Ausgeflogen

von chaoslady

Auch in diesem Jahr hatten wir ein Nisthäuschen für Meisen in unserem Garten aufgehängt. Ein nigelnagelneues. Ungewöhnlich lange blieb das zuerst unbewohnt. Und als die Meisen unsere Nisthilfe doch für sich entdeckten, ist es uns zuerst nicht aufgefallen, aber als ihre Kleinen geschlüpft sind, stellten wir fest, dass „unsere“ Meisen selbst sozusagen eine Meise hatten. Sie legten immer eine ausgeklügelte und besonders komplizierte Flug-Hüpf-Vorstellung an den Tag, um zu verschleiern, dass sie in ausgerechnet dieses Vogelhäuschen wollten. Wie in einem Spionagefilm. Ja sicher gehen, dass ihnen keiner folgt. Oscarreif. Als die Eltern es dann doch rein geschafft hatten, piepsten die Kleinen sich die Seele aus dem Leib. Da im vergangenen Jahr die gesamte Brut ums Leben gekommen war und wir Verdacht hatten, dass irgendwo in umliegenden Gärten Gift gespritzt wurde, welches die Kleinen mit dem Futter aufgenommen hatten, fragten wir uns wie viele Kleine es in diesem Jahr schaffen.

SONY DSC

Und heute früh, als wir zur Arbeit gingen, wussten wir dass der Tag gekommen war: Ein sonst so vorsichtiger Elternvogel saß da und zwitscherte vor sich hin. Er ruft die Kleinen, dachten wir uns.
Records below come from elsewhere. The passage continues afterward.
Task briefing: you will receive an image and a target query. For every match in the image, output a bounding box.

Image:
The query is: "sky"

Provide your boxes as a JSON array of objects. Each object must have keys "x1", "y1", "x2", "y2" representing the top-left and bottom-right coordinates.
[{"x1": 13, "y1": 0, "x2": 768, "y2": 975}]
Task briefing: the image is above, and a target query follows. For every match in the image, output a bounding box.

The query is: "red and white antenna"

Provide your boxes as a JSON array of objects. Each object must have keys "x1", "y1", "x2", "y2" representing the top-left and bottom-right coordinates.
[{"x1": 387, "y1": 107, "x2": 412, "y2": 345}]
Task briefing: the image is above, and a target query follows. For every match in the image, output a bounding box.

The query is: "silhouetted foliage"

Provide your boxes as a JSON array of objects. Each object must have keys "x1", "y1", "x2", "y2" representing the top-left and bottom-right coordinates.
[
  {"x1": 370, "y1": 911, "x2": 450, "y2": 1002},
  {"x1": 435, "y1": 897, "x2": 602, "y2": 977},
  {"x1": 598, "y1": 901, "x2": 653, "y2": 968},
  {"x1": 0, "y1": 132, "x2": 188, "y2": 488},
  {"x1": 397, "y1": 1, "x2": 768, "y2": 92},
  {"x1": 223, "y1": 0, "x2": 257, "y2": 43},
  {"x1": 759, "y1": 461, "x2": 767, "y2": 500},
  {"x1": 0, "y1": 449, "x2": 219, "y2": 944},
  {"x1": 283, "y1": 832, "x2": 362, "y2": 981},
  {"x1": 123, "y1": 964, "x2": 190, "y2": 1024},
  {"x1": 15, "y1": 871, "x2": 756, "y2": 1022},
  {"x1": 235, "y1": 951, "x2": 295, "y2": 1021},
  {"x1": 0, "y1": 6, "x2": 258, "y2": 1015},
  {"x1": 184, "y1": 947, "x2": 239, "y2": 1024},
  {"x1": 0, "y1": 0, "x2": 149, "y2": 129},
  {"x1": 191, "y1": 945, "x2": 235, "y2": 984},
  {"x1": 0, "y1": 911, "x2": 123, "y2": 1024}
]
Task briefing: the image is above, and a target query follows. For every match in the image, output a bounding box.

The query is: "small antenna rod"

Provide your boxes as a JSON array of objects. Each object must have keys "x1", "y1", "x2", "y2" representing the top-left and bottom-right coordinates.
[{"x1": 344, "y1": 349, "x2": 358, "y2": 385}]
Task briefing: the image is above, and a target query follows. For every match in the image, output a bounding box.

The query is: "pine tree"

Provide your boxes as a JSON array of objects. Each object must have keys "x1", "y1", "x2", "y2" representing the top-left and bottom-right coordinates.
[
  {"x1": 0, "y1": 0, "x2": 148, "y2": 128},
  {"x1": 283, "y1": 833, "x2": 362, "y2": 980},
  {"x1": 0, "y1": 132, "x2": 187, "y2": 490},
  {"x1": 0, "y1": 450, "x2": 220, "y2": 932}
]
Nach der Arbeit habe ich an dem Vogelhäuschen gehorcht. Stille. Jetzt, am frühen Abend habe ich sie gesehen. Vier Jungvögel. Sie machten ihre noch unbeholfenen Flugversuche. Einer schätzte entweder die Höhe oder seine Kräfte falsch ein und klatschte gegen die Balkonwand, als er auf der Balkonbrüstung landen wollte. Der andere wurde von einer Windböe erfasst und in die Hecke der Nachbarn regelrecht reingeschmießen. Aber wie alle Kinder, die nicht wissen, dass sie beim Hinfallen beobachtet wurden, machte das den Kleinen nichts aus, denn sie versuchten weiter vom Zweig zum Zweig, von Baum zum Gartenhäuschen, von da zum Zaun usw. zu fliegen und zwitscherten dabei ununterbrochen. Der vierte und kleinste buck kleinere Brötchen, er legte immer nur kurze Strecken zurück und machte lange Pausen. Er wurde zwar von den Geschwistern schnell abgehängt, aber gab nicht auf und folgte ihnen, nur in seinem eigenen Tempo.

Aus der Erfahrung wissen wir, dass diese kleine Bande noch einige Tage in der Nähe bleiben und unseren Garten unsicher machen wird ;-). Und es ist so ein schönes Gefühl, dass in diesem Jahr „unsere“ Meisen ganze vier Jungen durchbringen konnten.